On the project I’m working on, I noticed that, for whatever reason, it was now taking up to 3 minutes to start a web site running under GWT. That is, from hitting the “Debug” button and opening the web site in the browser, to seeing the web site actually up and running, was taking just shy of three minutes, with most of that time with the Spinning Beach Ball Of Death™.
I finally figured out what was happening. The first clue came from hitting ‘pause’ on the Daemon Thread labeled “Code server for myProject from Safari DMP…”, and noticing a lot of time being spent walking around inside the source kit for resources.
And noticing a lot of that time was spent in a bunch of .svn folders.
I think what was going on is that, for some reason or another, a lot of crud had accumulated in a number of random hidden folders associated with subversion. I don’t know if this is normal or abnormal behavior for Subversion; I just know there was a bunch of crap floating around there–and GWT was spending several minutes walking around the directory structure.

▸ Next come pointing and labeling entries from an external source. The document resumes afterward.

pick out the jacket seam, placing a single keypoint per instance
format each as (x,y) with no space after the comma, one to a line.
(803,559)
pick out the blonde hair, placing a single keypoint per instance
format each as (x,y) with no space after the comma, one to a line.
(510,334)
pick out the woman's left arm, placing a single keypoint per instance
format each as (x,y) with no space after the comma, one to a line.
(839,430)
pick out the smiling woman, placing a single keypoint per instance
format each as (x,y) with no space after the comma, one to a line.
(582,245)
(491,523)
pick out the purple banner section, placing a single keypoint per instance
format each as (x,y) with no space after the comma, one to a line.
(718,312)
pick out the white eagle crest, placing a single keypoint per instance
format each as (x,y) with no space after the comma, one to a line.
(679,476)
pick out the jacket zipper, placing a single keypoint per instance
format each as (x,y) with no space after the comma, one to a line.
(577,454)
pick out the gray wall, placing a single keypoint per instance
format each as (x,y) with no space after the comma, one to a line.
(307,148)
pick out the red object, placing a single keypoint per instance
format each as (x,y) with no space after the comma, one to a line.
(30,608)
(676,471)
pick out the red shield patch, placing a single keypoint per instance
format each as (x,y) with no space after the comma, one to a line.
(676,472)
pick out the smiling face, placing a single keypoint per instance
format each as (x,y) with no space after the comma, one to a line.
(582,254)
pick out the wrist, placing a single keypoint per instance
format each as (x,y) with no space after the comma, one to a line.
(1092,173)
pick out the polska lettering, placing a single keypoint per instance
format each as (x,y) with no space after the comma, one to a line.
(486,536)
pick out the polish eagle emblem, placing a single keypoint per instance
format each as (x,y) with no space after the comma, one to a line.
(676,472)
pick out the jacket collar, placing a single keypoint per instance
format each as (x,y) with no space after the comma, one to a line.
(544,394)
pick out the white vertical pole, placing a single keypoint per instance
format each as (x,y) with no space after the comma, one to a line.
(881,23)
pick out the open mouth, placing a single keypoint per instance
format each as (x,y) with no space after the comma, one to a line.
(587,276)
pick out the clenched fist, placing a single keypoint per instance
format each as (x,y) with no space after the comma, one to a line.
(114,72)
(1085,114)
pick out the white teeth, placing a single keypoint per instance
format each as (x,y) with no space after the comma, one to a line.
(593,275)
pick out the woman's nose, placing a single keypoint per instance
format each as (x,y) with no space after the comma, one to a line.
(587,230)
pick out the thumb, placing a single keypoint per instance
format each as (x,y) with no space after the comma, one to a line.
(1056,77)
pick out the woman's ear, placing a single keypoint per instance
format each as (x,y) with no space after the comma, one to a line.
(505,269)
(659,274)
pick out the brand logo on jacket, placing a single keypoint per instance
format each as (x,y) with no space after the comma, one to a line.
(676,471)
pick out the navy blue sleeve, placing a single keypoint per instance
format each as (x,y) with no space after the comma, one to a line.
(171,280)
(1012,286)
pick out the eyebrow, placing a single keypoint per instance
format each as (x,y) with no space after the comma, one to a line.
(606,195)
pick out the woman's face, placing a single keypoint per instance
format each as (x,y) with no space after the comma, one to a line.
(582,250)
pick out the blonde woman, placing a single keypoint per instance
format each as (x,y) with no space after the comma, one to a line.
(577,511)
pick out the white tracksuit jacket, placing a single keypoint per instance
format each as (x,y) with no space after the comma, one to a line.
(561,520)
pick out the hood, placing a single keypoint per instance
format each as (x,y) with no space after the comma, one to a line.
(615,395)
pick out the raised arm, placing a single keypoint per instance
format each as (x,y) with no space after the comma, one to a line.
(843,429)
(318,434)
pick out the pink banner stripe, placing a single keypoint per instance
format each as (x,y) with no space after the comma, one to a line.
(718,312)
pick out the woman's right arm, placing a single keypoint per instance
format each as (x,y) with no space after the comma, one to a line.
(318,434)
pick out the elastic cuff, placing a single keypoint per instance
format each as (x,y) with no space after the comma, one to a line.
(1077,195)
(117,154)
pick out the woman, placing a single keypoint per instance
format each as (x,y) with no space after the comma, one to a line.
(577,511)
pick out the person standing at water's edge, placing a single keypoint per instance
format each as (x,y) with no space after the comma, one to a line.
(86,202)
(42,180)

Blowing away the entire source kit and checking it all out fresh from Subversion reduced the startup time to less than 5 seconds. And it greatly improved the performance of the browser in the debugger as well: rollovers which were taking a while to get detected now are fast and responsive.
I suspect all the crud in my source directory was creating a lot of crap for the debugger to deal with, creating a substantial slowdown that got cleared right up.